Statistics
Variance, std dev, Z-score
About This Calculator
Descriptive statistics summarize a data set's central tendency (mean) and spread (variance, standard deviation). The standard deviation measures how spread out values are from the mean, while the Z-score tells you how many standard deviations a specific value is from the mean.
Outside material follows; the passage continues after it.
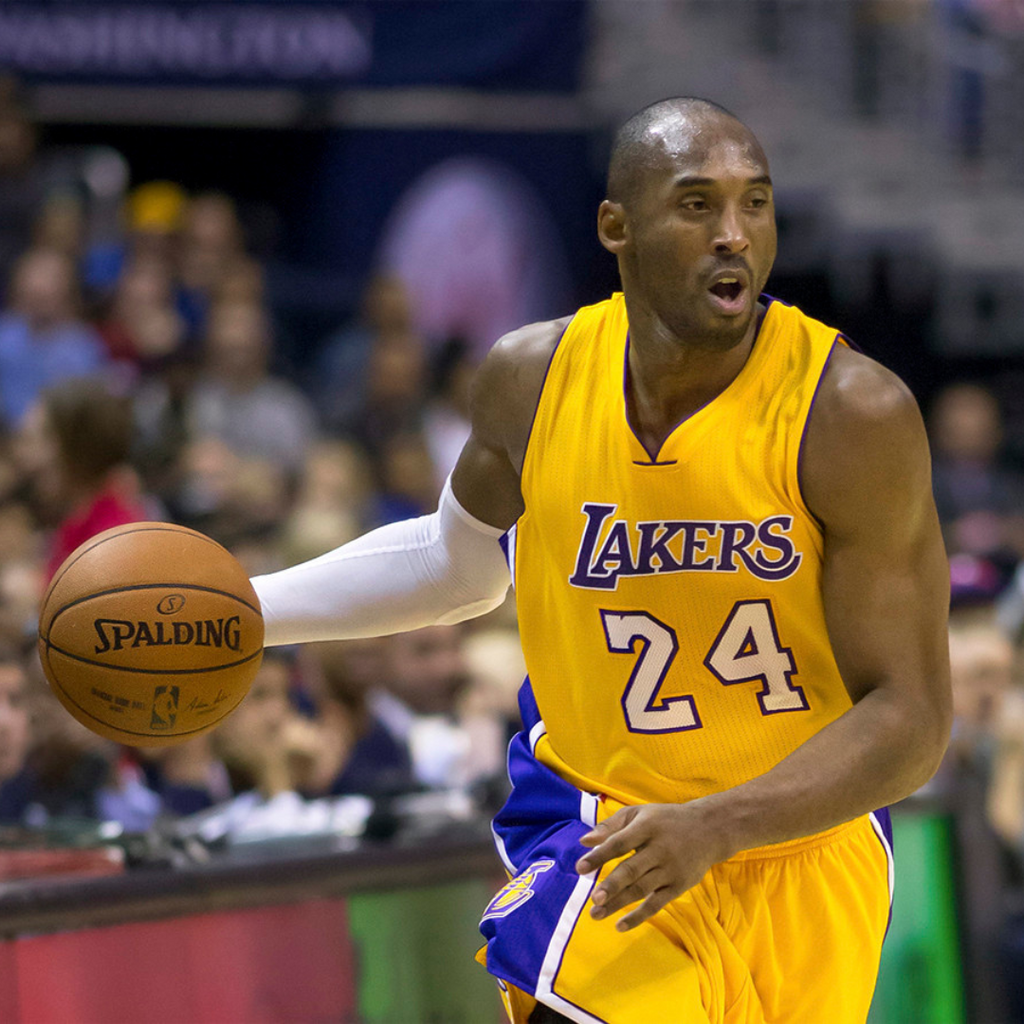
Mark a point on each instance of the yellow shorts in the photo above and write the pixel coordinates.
(787, 934)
These are foundational tools for data analysis, quality control, and scientific research.
Formula
Mean: μ = Σx / n
Variance: σ² = Σ(x − μ)² / n (population) or Σ(x − μ)² / (n−1) (sample)
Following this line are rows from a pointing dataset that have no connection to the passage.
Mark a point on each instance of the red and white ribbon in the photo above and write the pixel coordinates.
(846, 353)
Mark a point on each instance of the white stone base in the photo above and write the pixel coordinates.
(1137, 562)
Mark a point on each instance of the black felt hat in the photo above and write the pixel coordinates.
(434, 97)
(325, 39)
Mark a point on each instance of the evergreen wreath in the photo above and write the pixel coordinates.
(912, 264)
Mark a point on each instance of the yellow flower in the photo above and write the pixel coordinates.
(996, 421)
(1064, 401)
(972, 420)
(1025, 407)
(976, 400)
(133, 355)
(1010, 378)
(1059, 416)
Standard deviation: σ = √variance
Z-score: Z = (x − μ) / σ
Example Calculation
Data: [4, 7, 13, 2, 1, 3]
- Mean = (4+7+13+2+1+3)/6 = 30/6 = 5
- Deviations²: (4-5)²=1, (7-5)²=4, (13-5)²=64, (2-5)²=9, (1-5)²=16, (3-5)²=4
- Variance = (1+4+64+9+16+4)/6 = 98/6 = 16.33
- Std Dev = √16.33 = 4.04
Mean=5, Variance=16.33, Std Dev≈4.04
Standard Deviation Interpretation (Empirical Rule)
| Range | % of Data | Real-world example |
|---|---|---|
| μ ± 1σ | ~68% | 68% of adults within 1 SD of mean height |
| μ ± 2σ | ~95% | 95% of test scores within 2 SDs of mean |
| μ ± 3σ | ~99.7% | 99.7% of quality parts in spec (6-sigma is ±3σ per side) |
Frequently Asked Questions
When do I use population vs sample variance?
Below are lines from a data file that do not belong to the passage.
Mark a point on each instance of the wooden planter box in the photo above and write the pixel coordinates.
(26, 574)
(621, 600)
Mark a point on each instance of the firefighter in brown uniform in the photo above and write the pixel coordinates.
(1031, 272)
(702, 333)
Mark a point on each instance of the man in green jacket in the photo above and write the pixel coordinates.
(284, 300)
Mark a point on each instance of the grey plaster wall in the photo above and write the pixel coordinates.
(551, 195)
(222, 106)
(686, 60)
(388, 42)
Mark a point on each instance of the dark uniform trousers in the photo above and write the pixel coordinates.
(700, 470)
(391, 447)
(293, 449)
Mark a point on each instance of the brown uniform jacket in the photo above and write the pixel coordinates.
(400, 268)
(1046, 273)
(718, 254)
Use population variance (divide by n) when you have data for the entire group. Use sample variance (divide by n−1) when your data is a sample, because dividing by n−1 gives an unbiased estimate of the true population variance.
What does a high standard deviation mean?
A high standard deviation means data points are spread far from the mean — high variability. A low standard deviation means data clusters tightly around the mean. It's always interpreted relative to the mean: a SD of 10 is large if the mean is 5, but small if the mean is 1000.
What is a Z-score used for?
A Z-score tells you how unusual a value is relative to its distribution. Z=0 is average, Z=2 means the value is 2 standard deviations above average (rarer than 97.7% of values). It also lets you compare values from different scales.
What is the difference between variance and standard deviation?
Variance is the average squared deviation from the mean — it's useful mathematically but in squared units. Standard deviation is the square root of variance, bringing it back to the original units and making it directly interpretable.